Lepes ocupa un rol muy activo, es formadora y reformadora de las normas de las cocinas, desde ampliar las medidas estándares de los restaurantes para que no haya roces físicos en los pasillos hasta incluir a mujeres de 60 años como camareras. “Hay un montón de minas que se levantan temprano, con ganas; me gusta la idea de que haya diversidad, que estén las de 20 y las de 60, los gays, los hétero. Cuanto más variada es una mesa, más interesante y divertida es la sobremesa.”

Respecto de los cambios en la actualidad, reflexiona: “Estamos en un momento de mucha articulación. Todos los momentos de inflexión duelen; quizás no es justo todo, no es lo más ordenado, pero es el camino”.

«Nos animamos a salir a la luz, ya no dejamos que un varón nos diga que podemos o no hacerlo: podemos hacerlo, y cada vez mejor. Siento que estamos conectadas con muchas cosas a la vez y eso nos da un valor agregado.» (Mecha Solís)

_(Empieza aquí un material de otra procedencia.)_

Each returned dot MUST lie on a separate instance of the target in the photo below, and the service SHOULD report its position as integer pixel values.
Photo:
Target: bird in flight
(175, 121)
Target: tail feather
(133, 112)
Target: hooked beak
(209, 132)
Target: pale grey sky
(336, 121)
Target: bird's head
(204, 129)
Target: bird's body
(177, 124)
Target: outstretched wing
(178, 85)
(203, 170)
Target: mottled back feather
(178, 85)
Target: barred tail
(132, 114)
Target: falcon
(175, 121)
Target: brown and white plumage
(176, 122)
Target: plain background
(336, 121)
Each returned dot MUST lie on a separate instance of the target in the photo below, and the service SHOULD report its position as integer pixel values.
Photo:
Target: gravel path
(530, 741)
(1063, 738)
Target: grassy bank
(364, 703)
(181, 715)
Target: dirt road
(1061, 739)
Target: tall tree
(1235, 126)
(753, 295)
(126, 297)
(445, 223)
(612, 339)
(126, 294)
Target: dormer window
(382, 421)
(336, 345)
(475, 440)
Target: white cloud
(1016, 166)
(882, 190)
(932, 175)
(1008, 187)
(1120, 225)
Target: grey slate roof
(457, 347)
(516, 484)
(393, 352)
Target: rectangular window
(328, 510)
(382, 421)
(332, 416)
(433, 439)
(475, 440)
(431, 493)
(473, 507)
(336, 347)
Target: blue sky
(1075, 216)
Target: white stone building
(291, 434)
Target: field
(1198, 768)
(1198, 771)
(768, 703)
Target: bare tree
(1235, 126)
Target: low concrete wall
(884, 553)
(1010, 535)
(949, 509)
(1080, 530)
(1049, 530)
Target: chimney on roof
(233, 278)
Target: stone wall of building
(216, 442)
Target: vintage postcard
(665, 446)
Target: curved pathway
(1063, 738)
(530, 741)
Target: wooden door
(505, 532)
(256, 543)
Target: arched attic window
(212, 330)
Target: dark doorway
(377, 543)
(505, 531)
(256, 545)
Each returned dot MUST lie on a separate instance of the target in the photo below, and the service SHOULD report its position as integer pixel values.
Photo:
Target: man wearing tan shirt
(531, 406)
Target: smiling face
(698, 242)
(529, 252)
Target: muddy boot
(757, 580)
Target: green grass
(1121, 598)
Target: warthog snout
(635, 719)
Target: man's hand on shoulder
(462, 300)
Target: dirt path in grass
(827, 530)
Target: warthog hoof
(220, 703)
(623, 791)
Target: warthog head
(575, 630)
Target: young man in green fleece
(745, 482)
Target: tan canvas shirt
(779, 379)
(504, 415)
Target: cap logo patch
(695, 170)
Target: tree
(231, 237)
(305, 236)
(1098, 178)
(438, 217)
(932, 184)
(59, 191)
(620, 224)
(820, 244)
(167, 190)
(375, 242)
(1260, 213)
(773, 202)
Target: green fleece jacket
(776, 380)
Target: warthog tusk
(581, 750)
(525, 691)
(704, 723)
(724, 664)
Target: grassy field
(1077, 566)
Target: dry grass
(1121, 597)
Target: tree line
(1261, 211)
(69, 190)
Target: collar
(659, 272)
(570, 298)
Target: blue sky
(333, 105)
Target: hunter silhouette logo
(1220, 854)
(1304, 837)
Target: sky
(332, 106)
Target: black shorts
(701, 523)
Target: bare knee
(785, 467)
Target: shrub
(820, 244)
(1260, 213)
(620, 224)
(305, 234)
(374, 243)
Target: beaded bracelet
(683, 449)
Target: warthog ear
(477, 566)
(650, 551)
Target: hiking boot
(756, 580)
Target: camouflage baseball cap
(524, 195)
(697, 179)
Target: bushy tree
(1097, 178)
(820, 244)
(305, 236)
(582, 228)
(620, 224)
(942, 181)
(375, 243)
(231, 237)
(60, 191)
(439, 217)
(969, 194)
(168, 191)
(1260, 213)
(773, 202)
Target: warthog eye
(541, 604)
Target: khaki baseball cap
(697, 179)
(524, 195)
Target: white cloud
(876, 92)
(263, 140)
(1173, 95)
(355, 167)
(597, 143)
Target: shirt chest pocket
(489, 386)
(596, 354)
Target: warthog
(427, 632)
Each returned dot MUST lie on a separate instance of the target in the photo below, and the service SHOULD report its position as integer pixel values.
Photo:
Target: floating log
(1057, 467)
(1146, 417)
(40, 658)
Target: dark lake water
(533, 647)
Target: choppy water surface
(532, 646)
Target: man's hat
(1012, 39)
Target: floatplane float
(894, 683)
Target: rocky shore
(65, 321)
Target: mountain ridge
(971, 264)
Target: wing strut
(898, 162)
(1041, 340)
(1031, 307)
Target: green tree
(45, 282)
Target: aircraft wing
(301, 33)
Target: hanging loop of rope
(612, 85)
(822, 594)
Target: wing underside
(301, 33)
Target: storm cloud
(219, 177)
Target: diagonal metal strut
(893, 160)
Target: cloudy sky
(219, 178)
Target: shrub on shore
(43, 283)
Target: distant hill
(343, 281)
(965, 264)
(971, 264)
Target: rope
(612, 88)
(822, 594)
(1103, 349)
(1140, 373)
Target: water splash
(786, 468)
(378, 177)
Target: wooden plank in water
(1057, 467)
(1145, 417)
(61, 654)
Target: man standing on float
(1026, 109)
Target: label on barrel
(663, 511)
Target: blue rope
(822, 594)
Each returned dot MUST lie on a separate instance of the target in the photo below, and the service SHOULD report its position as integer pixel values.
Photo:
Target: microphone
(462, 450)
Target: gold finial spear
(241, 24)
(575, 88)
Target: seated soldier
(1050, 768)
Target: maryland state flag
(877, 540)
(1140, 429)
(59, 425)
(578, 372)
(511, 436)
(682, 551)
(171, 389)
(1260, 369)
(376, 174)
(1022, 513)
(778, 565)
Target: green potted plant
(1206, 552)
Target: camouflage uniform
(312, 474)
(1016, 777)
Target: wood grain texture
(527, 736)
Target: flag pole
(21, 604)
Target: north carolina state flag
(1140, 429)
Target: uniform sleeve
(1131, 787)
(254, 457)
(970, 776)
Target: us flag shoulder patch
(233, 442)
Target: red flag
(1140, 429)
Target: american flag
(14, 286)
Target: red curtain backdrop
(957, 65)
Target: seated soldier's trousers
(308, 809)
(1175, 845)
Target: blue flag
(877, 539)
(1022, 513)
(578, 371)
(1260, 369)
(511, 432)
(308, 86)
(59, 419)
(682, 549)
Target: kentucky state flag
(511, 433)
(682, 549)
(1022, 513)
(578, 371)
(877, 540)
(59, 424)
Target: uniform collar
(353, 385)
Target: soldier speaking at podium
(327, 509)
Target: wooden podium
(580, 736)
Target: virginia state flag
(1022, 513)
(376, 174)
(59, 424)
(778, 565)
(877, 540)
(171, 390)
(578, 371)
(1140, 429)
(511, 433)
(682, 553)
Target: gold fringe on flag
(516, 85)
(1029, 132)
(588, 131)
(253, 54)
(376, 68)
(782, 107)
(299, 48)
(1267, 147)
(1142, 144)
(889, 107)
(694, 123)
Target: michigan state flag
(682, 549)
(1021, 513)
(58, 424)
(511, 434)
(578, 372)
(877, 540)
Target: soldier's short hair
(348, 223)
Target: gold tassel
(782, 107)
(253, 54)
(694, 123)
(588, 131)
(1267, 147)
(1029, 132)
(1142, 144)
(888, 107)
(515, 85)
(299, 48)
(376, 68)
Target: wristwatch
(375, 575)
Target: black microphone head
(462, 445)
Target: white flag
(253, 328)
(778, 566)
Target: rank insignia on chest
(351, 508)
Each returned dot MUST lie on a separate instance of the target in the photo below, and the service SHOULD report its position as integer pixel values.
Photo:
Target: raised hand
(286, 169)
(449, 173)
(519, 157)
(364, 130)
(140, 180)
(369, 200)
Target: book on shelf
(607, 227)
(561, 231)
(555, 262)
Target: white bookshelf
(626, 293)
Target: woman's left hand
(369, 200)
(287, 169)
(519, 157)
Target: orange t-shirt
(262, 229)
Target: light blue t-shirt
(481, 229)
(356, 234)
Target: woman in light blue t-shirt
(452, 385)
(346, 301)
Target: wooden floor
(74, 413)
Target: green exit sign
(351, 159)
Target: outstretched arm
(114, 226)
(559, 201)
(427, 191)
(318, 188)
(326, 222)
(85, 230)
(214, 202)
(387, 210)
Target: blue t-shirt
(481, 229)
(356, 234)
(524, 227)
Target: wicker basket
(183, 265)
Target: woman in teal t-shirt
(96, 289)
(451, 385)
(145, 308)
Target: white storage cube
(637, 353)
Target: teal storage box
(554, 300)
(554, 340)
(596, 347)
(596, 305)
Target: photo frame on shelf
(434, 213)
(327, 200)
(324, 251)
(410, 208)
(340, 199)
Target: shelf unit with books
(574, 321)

LIS, MECHA, CRISTINA, MICA, JULIETA

Lis Ra empezó a los 25 años en la cocina; antes se había recibido de kinesióloga y musicoterapeuta. “Cuando me recibí, miraba a los chef ejecutivos y a la gente que estaba arriba y ya tenía diez años de experiencia en el rubro; entonces pensé: ‘¿Cuál es mi diferencial?’, y me di cuenta de que era mi cultura.” Así, empezó a contar a través de sus platos la historia de su familia. Sus padres son coreanos, ella es argentina y vivió su infancia en los Estados Unidos. En su casa siempre había arroz y kimchi, el fermento a base de coles. Pero además había asado y lo comían con kimchi, al igual que las milanesas y las empanadas. Asegura que “la morcilla con arroz pasado es mucho mejor que con pan”.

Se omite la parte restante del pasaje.